Once, when a magnificent elk came out upon a rocky ridge and, whistling a challenge to invisible rivals, stood there a target to stir any hunter's pulse, Dale did not even raise his rifle. Into his ear just then rang Helen's voice: "Milt Dale, you are no Indian. Giving yourself to a hunter's wildlife is selfish. It is wrong
. You love this lonely life, but it is not work. Work that does not help others is not a real man's work."

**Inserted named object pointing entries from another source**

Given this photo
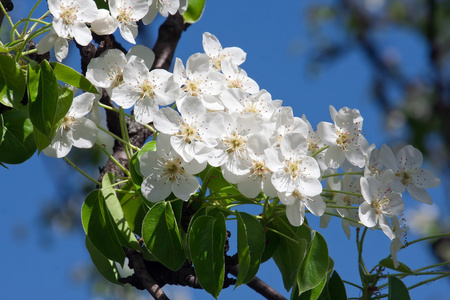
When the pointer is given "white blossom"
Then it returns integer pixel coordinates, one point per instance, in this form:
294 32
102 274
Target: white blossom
75 130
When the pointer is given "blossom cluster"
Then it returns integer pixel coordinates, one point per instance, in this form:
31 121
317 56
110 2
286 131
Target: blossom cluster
71 20
211 112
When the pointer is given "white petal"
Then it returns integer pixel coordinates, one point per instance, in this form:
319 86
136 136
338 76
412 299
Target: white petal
156 189
84 133
185 186
420 194
296 213
367 215
60 146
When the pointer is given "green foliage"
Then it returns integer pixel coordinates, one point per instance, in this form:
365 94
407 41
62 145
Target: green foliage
250 244
315 264
99 227
194 11
397 289
389 263
12 82
106 267
72 77
48 103
17 136
162 236
206 240
291 249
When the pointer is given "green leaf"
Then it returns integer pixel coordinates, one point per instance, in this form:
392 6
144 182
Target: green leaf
206 241
397 289
72 77
99 227
291 249
12 82
162 236
250 244
315 264
389 263
106 267
132 206
18 142
194 11
120 223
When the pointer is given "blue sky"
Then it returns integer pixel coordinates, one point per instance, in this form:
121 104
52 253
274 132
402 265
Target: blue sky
33 267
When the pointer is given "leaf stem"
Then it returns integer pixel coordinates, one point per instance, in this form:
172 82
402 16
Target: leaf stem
82 172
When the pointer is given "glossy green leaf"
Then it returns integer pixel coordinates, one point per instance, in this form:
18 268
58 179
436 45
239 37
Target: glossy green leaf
291 248
18 142
99 227
132 206
72 77
315 264
206 240
397 289
106 267
12 82
43 98
120 223
194 11
335 289
389 263
162 236
250 243
2 129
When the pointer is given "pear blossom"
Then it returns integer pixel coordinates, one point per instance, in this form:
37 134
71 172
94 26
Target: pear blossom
408 174
216 53
295 206
293 169
237 77
344 138
145 90
51 39
193 134
232 152
70 18
164 7
381 203
75 130
259 177
198 80
166 172
104 24
127 13
106 71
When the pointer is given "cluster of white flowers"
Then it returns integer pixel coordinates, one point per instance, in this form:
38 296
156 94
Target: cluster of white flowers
223 119
71 19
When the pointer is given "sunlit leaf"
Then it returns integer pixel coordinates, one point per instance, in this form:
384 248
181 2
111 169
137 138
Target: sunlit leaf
72 77
162 236
12 82
18 142
207 237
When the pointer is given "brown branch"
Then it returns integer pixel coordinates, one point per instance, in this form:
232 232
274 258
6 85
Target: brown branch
143 280
259 286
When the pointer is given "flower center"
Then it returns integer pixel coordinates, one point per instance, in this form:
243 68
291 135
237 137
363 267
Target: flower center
148 90
67 123
192 87
234 143
188 132
235 83
293 167
124 15
173 169
343 139
68 14
404 176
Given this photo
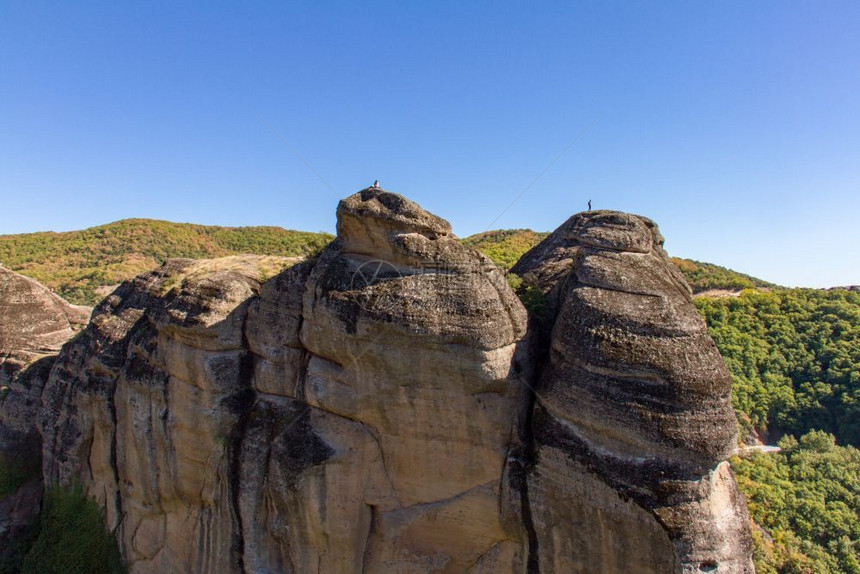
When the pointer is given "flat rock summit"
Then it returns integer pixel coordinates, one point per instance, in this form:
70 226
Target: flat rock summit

From that moment conscience tormented him. It was not what he loved, but what he ought to do, that counted in the sum of good achieved in the world. Old Al Auchincloss had been right. Dale was wasting strength and intelligence that should go to do his share in the development of the West. Now that he had reached maturity, if through his knowledge of nature's law he had come to see the meaning of the strife of men for existence, for place, for possession, and to hold them in contempt, that was no reason why he should keep himself aloof from them, from some work that was needed in an incomprehensible world.
Dale did not hate work, but he loved freedom. To be alone, to live with nature, to feel the elements, to labor and dream and idle and climb and sleep unhampered by duty, by worry, by restriction, by the petty interests of men—this had always been his ideal of living. Cowboys, riders, sheep-herders, farmers—these toiled on from one place and one job to another for the little money doled out to them. Nothing beautiful, nothing significant had ever existed in that for him. He had worked as a boy at every kind of range-work, and of all that humdrum waste of effort he had liked sawing wood best. Once he had quit a job of branding cattle because the smell of burning hide, the bawl of the terrified calf, had sickened him. If men were honest there would be no need to scar cattle. He had never in the least desired to own land and droves of stock, and make deals with ranchmen, deals advantageous to himself. Why should a man want to make a deal or trade a horse or do a piece of work to another man's disadvantage? Self-preservation was the first law of life. But as the plants and trees and birds and beasts interpreted that law, merciless and inevitable as they were, they had neither greed nor dishonesty. They lived by the grand rule of what was best for the greatest number.
But Dale's philosophy, cold and clear and inevitable, like nature itself, began to be pierced by the human appeal in Helen Rayner's words. What did she mean? Not that he should lose his love of the wilderness, but that he realize himself! Many chance words of that girl had depth. He was young, strong, intelligent, free from taint of disease or the fever of drink. He could do something for others. Who? If that mattered, there, for instance, was poor old Mrs. Cass, aged and lame now; there was Al Auchincloss, dying in his boots, afraid of enemies, and wistful for his blood and his property to receive the fruit of his labors; there were the two girls, Helen and Bo, new and strange to the West, about to be confronted by a big problem of ranch life and rival interests. Dale thought of still more people in the little village of Pine—of others who had failed, whose lives were hard, who could have been made happier by kindness and assistance.